Have a listen to Ben's interview on Scientific American's 60-second science podcast or coverage on Lousiana: The State We're In at 10:30 into the program.  

•  Population cycles are ubiquitous in nature and are of considerable interest to ecologists.  A group of ecologists and mathematicians got together at the Banff International Research Stations (BIRS) to discuss the latest research on population cycles.  The discussions arising from that symposium/workship have been recently published in Ecology Letters.

•  Interesting podcast from NPR's Planet Money on scientific research included in congressional wastebooks.  Have a listen to "Shrimp Fight Club".  

Fall 2017/Winter 2018

•  Ecological Traps: Matt Faldyn has been looking into how climate change will affect monarch butterflies by changing the quality of their food resources, milkweeds.  He found that an invasive milkweed (Asclepias curassavica), which is commonly sold at gardening stores, represents a potential ecological trap.  That is, under current temperatures, monarchs fair much better on the invasive plant compared to a native species (A. incarnata) but under forecasted warmer temperatures monarch larvae fair poorly.  Thus, to quote Admiral Ackbar -- "It's a trap" if the monarchs use past environmental cues to infer future success.  Read about it in Ecology.  

Also have a listen to Matt's interview on Scientific American's 60-second science podcast.

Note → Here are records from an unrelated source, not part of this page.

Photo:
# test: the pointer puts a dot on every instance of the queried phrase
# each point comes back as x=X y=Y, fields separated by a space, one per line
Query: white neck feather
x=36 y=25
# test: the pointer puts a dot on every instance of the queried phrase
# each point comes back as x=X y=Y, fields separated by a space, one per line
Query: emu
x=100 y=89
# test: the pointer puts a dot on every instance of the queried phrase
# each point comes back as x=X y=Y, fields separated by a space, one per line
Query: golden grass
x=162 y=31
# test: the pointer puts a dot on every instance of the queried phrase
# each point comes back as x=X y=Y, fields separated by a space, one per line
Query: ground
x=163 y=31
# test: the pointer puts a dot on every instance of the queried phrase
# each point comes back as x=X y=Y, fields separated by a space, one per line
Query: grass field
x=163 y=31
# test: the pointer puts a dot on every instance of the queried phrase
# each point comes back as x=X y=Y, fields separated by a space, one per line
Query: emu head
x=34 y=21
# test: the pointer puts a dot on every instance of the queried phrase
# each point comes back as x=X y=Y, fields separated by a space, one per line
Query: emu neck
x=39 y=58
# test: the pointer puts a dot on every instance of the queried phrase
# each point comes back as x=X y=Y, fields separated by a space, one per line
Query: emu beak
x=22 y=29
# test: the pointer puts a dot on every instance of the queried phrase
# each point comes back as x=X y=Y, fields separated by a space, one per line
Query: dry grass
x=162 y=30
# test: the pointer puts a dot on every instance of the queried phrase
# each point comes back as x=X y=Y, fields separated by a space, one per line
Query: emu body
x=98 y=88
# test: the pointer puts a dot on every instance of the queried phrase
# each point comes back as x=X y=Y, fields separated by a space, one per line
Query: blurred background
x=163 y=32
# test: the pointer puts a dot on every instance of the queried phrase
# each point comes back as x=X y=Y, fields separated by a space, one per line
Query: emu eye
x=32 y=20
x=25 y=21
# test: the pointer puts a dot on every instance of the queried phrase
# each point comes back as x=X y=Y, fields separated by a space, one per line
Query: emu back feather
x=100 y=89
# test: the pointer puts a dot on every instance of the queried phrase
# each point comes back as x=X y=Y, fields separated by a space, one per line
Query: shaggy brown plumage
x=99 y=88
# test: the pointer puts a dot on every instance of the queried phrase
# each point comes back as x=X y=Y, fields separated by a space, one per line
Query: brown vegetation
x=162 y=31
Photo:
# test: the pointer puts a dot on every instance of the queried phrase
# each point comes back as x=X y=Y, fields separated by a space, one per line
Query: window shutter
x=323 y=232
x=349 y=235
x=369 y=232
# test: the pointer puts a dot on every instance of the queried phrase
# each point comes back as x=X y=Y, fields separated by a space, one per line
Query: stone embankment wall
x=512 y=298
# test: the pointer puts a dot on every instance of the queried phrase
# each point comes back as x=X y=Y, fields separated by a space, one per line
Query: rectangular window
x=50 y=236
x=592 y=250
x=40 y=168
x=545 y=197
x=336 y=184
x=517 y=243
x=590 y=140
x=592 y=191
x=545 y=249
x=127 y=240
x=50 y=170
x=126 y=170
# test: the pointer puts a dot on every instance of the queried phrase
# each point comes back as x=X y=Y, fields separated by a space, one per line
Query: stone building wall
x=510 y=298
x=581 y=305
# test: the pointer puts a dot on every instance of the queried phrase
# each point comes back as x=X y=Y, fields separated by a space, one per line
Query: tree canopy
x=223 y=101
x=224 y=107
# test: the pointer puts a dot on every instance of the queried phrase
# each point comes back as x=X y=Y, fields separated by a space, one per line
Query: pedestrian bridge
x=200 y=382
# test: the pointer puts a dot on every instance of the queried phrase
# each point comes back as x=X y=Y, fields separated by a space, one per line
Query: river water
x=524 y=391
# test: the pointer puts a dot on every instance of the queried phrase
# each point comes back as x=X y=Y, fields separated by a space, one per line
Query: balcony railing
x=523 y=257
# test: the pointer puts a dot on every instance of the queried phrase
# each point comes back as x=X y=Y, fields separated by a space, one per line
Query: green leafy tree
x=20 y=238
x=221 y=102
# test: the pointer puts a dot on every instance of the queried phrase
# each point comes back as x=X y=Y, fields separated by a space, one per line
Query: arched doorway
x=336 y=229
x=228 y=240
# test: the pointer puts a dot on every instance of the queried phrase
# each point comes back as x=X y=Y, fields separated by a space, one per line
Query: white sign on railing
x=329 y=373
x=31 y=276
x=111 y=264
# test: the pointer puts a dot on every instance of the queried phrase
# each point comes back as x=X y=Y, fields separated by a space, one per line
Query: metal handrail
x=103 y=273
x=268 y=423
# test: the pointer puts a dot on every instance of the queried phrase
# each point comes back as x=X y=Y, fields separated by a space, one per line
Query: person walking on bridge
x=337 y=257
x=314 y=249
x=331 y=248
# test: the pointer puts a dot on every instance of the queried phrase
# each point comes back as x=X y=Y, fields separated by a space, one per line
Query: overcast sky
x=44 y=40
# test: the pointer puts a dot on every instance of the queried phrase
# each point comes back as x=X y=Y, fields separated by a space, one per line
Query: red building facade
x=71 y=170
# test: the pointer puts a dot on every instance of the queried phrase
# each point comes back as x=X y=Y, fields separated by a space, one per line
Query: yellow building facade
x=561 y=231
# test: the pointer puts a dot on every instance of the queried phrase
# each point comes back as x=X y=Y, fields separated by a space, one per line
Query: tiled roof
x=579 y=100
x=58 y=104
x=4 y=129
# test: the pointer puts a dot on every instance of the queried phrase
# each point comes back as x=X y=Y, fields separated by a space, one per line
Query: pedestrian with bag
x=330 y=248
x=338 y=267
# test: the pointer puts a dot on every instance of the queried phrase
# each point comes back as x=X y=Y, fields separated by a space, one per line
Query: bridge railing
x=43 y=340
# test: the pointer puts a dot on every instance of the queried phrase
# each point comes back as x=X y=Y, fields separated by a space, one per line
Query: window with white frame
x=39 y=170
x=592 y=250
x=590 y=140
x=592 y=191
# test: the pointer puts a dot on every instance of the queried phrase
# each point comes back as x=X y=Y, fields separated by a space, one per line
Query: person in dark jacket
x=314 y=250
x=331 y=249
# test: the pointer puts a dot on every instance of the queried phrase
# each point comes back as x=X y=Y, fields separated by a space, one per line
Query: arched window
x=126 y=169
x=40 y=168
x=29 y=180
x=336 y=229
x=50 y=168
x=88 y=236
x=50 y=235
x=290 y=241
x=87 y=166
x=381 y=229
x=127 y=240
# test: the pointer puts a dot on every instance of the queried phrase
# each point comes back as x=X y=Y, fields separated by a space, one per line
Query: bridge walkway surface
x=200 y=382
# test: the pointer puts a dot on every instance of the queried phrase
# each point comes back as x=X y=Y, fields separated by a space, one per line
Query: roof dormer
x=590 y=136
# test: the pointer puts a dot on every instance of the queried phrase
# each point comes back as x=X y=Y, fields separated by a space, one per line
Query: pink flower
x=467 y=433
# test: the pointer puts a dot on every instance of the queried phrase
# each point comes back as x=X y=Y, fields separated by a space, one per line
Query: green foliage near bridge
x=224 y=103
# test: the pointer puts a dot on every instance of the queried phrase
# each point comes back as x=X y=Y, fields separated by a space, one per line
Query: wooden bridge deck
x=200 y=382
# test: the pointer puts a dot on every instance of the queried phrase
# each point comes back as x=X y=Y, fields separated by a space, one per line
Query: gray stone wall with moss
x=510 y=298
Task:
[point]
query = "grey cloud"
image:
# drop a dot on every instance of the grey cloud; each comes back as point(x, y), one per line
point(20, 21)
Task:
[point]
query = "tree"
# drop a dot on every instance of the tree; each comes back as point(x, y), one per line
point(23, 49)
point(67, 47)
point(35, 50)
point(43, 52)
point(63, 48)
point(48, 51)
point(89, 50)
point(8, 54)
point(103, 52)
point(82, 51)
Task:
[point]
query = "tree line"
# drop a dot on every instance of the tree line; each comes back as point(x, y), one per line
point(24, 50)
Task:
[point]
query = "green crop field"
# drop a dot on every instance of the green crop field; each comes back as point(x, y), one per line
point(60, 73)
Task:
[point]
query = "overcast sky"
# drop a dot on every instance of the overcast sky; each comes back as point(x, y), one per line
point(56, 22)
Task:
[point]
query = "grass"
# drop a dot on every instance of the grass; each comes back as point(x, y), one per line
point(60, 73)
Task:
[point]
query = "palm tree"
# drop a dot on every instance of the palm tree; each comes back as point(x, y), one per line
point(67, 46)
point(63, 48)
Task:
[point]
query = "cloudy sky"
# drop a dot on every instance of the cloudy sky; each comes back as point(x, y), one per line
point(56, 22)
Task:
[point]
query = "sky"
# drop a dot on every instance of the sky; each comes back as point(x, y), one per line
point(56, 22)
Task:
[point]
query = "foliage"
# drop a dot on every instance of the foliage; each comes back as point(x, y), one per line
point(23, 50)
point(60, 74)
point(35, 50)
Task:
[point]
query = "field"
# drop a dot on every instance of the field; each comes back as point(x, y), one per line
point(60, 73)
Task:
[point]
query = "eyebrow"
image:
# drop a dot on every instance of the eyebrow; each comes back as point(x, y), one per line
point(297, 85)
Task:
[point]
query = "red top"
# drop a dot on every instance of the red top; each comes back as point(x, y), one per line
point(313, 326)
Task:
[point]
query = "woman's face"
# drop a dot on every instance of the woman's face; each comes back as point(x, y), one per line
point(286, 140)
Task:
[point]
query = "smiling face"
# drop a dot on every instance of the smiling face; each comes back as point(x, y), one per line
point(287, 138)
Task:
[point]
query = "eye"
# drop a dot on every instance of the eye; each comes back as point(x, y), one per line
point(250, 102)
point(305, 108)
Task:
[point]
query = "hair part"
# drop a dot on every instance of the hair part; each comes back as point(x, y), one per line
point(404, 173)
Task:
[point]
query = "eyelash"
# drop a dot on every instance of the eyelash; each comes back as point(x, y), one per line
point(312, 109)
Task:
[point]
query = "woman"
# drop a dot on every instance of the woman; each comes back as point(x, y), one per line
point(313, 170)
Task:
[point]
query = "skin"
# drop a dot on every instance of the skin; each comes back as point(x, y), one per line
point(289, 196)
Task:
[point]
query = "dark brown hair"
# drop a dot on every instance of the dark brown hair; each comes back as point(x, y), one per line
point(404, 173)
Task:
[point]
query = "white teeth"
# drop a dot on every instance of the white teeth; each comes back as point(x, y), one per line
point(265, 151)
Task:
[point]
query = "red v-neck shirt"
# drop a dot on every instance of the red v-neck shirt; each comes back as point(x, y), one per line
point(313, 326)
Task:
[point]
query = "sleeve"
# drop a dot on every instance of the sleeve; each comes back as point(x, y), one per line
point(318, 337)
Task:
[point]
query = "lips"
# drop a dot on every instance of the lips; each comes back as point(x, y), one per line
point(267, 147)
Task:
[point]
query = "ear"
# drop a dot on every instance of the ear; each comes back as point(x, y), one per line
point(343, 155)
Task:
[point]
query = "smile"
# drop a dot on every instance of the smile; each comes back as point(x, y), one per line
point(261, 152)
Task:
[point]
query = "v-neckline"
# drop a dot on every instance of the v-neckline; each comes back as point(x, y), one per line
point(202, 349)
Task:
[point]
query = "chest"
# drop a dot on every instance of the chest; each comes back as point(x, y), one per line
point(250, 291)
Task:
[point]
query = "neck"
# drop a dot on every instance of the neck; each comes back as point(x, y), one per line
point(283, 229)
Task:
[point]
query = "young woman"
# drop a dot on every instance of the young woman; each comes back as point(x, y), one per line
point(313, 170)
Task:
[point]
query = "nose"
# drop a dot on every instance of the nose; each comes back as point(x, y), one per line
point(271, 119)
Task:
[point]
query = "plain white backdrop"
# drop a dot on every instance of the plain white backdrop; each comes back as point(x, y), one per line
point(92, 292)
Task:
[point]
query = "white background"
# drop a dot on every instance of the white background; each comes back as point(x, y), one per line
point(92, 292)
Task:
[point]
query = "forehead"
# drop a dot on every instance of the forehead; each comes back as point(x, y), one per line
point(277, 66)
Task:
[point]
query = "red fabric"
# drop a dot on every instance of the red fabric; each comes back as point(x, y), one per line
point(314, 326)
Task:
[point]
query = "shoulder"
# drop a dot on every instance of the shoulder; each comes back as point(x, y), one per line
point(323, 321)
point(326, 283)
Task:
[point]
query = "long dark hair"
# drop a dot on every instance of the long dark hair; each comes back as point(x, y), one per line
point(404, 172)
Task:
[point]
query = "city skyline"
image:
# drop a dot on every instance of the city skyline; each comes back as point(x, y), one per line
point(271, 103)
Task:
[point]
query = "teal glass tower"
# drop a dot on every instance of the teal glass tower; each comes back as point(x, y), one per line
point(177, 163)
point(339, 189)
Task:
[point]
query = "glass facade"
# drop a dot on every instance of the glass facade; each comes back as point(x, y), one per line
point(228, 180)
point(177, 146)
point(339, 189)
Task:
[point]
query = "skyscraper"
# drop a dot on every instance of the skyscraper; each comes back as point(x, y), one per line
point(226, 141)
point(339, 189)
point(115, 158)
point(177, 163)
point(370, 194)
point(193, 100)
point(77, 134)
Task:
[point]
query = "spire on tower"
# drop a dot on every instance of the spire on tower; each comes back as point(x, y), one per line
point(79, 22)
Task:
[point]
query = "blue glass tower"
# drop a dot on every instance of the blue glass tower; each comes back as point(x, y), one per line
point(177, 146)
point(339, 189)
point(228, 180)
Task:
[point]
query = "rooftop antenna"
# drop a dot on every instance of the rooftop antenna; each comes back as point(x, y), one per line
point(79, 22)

•  Gut alternative stable states (G.A.S.S.) and the appendix: A lot of work is being done on the microbiome.  One such problem occurs within the gut of human beings when a particular nasty set of bacteria take over - Clostridium difficile.  It has been hypothesized that the appendix may be a refuge for our good gut bacteria and thus may help shift the gut from an alternative stable state of bad bacteria dominance to a state where healthy bacteria dominate.  Colleagues at Case Western (Karen Abbott and Tad Joshi) and the Elderd lab laid that to rest and showed that no appendix is necessary in the Journal of Theortical Biology.

•  Matt Garvey joined the lab.  Fresh from finishing his Ph.D. at Purdue.  We will try and indoctrinate him into the ways of crawfish boils and baculoviruses.